Ed and Mary Ann have rested this afternoon and plan to attend a concert at a nearby church this evening. We are walked out and just want dinner and an early bedtime. We are treated brusquely for arriving before opening time at Trattoria Belle Donne, and when we return a half hour later, the attitude has not improved. We leave and find our way to the very pleasant Osteria Marione around the corner. At Marione they are smiling and welcoming and we have our last fine meal in Italy, with the best wine bargain in town, 1/4 liter of house red for about 1.30 Euros.
10/24/02 - Florence, Munich, Chicago, Cleveland, at last!
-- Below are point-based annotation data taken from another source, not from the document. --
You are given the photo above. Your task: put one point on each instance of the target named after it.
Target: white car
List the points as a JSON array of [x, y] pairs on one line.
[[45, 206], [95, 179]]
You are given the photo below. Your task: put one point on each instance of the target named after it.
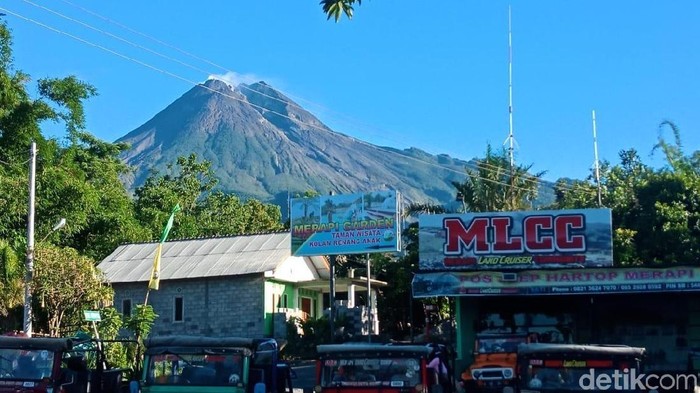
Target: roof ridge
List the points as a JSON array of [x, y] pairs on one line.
[[209, 237]]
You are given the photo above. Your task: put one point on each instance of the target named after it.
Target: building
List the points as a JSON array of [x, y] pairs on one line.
[[246, 285], [512, 273]]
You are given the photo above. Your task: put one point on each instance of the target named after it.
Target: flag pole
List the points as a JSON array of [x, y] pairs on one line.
[[154, 281]]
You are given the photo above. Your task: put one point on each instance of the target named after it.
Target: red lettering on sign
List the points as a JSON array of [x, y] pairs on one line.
[[541, 234], [474, 237], [563, 226], [534, 227], [503, 242]]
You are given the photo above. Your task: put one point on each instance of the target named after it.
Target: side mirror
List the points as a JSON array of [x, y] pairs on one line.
[[67, 379], [436, 389]]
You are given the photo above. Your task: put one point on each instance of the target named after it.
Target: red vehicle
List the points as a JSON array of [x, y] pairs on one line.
[[495, 358], [353, 367]]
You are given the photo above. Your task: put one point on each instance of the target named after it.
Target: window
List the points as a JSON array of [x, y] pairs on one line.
[[126, 307], [179, 310]]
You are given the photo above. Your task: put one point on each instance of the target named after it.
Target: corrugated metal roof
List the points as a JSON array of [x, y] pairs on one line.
[[196, 258]]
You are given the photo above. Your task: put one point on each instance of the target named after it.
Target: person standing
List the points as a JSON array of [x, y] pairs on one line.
[[438, 364]]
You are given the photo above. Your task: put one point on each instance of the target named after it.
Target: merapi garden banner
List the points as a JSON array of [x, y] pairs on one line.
[[346, 224], [516, 240]]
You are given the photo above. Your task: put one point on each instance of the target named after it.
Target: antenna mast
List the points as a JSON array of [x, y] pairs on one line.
[[597, 169], [510, 92]]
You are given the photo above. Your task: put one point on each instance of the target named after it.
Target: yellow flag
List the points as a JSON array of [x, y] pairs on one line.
[[154, 282]]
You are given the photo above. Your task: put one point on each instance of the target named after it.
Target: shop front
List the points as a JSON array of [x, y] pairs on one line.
[[487, 263]]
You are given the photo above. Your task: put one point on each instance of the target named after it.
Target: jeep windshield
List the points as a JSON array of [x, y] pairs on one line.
[[375, 371], [25, 364], [488, 345], [211, 367], [579, 378]]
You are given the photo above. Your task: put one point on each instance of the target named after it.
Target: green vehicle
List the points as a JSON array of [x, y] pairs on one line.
[[195, 364]]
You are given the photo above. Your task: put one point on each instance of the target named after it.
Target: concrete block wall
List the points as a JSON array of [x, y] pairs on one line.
[[221, 306]]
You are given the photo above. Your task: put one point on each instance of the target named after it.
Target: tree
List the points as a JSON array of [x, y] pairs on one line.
[[655, 213], [66, 283], [336, 8], [11, 280], [494, 186]]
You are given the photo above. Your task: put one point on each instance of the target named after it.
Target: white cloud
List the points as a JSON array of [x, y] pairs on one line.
[[235, 79]]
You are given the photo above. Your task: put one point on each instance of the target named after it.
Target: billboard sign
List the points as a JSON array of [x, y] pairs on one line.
[[345, 224], [557, 282], [516, 240]]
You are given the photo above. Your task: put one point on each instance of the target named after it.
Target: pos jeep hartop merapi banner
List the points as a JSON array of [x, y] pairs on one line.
[[345, 224], [516, 240]]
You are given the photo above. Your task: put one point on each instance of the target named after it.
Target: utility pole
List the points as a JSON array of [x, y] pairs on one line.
[[597, 167], [331, 290], [511, 137], [30, 244], [369, 302]]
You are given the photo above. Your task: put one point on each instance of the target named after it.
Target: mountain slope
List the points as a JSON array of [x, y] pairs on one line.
[[265, 146]]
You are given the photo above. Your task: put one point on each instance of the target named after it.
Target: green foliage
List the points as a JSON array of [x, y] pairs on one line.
[[655, 213], [66, 283], [336, 8], [496, 186], [140, 323], [11, 279]]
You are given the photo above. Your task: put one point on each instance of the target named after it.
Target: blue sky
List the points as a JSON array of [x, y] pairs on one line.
[[432, 75]]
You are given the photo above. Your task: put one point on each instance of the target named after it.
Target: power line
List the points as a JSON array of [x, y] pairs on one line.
[[171, 74]]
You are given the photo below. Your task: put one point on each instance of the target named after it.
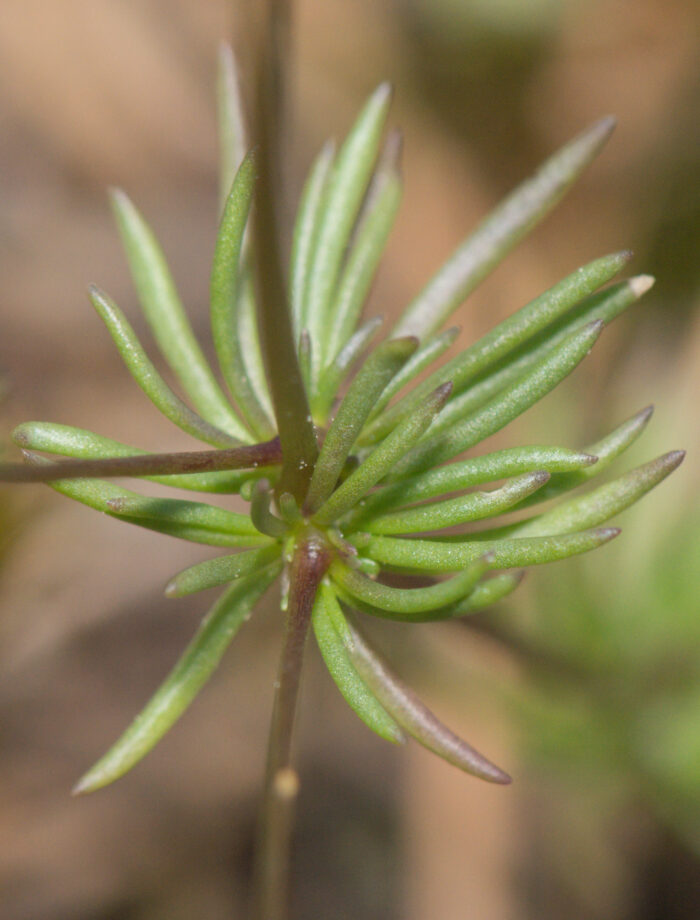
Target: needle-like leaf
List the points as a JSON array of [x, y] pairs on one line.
[[184, 682], [348, 184], [220, 571], [330, 381], [435, 556], [306, 230], [413, 716], [233, 142], [499, 233], [226, 300], [506, 337], [326, 615], [382, 458], [512, 461], [606, 450], [604, 306], [363, 259], [100, 456], [375, 374], [602, 503], [525, 392], [166, 317], [144, 373], [427, 353], [472, 507], [408, 602]]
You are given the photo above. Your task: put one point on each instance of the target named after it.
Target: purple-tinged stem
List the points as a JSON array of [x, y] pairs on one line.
[[311, 559], [248, 456]]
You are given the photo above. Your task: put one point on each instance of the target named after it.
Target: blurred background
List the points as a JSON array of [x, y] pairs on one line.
[[586, 687]]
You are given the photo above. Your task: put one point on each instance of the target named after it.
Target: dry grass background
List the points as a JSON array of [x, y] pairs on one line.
[[120, 92]]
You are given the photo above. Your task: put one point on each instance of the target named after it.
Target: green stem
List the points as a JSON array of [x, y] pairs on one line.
[[311, 559], [289, 399]]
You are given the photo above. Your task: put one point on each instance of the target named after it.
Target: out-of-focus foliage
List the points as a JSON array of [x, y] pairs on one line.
[[612, 691]]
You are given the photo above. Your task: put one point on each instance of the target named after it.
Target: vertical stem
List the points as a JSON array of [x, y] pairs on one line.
[[290, 402], [311, 559]]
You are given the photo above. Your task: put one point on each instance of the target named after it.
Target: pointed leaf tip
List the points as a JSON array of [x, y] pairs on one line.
[[641, 284]]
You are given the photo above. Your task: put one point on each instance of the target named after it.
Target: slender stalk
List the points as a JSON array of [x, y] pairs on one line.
[[191, 461], [289, 399], [311, 559]]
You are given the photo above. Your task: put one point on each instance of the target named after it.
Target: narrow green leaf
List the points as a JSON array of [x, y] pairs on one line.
[[413, 716], [262, 517], [167, 319], [184, 682], [382, 458], [604, 306], [386, 600], [220, 571], [306, 230], [427, 353], [505, 338], [606, 450], [362, 263], [354, 690], [231, 122], [191, 521], [605, 502], [224, 289], [77, 442], [500, 464], [348, 184], [488, 592], [148, 378], [217, 523], [447, 442], [435, 556], [472, 507], [382, 364], [330, 381], [249, 339], [499, 233]]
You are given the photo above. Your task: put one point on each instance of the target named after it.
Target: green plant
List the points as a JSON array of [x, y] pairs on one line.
[[342, 469]]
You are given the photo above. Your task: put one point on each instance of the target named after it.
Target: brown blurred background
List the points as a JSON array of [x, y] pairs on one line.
[[590, 693]]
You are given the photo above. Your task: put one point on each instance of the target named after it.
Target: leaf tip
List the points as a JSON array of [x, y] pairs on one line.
[[641, 284], [171, 589], [672, 460], [20, 435]]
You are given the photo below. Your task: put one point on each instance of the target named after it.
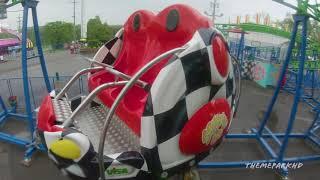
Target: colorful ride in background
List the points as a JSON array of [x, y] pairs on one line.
[[260, 49], [10, 48]]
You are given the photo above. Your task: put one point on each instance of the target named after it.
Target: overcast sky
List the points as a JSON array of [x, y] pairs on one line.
[[117, 11]]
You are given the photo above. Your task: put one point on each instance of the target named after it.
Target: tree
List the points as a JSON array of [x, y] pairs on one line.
[[57, 34], [98, 32]]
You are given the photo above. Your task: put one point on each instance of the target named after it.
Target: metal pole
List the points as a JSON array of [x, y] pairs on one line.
[[39, 47], [282, 74], [74, 20], [302, 59], [25, 69]]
The travel gods do not smile on us today and it’s better we don’t know what awaits when we arise. We arrive at the Florence airport before 7 a.m.–international flight, be there three hours early–but the Lufthansa counter doesn’t even open until 7:15. I check my overnight bag and JC and I are carrying on only backpacks for which we are grateful as the day progresses. Our little plane leaves right on time and we have a clear day and awesome views of the Alps. This time I remember to pull out my camera and take pictures. This is the high point of the day–it’s all downhill from here.We are concerned that we have only 50 minutes to make our connection in Munich, but needless worry! Due to mechanical problems our flight is delayed three additional hours. Naturally we have missed our connections in Chicago also and by the time we claim our bags, go through customs, recheck our bags and get new tickets, wait in a long security line and are all but strip searched (as we were in Munich earlier) we miss everything before the 8:55 flight to Cleveland. We arrive home at midnight to find that the battery on Ed’s car, which he parked in our garage, is dead! AAA arrives at 1 a.m. and Ed and Mary Ann are gratefully on their way home and we are off to bed, after being awake for 26 hours straight.
Final thoughts...
Was it worth it? Very definitely!
Having seen Italy on both a bus tour and an Untour, we prefer the latter. We worked harder this time, what with driving, getting lost and finding our way around, buying groceries, stamps at the post office, medication at the farmacia, preparing many of our meals, etc. But we really felt a part of life in Italy, not separated from it by a bus window. We enjoyed the freedom to decide each day when we would awake, where we would go, how long we would stay, where we would eat. We spoke more with local people in our fractured Italian, and found them generally very kind and helpful. Perhaps the best feature of an Untour is not having to pack up and move on every other day. It facilitates the "slow travel" concept. Instead of rushing from place to place to check off each item in our guidebook, we took time to enjoy the moment and make time for the unexpected.
We are looking forward to our next Untour. There’s still so much more of Italy to experience... will it be Tuscany North? Umbria? We know whatever we decide, we won’t go wrong.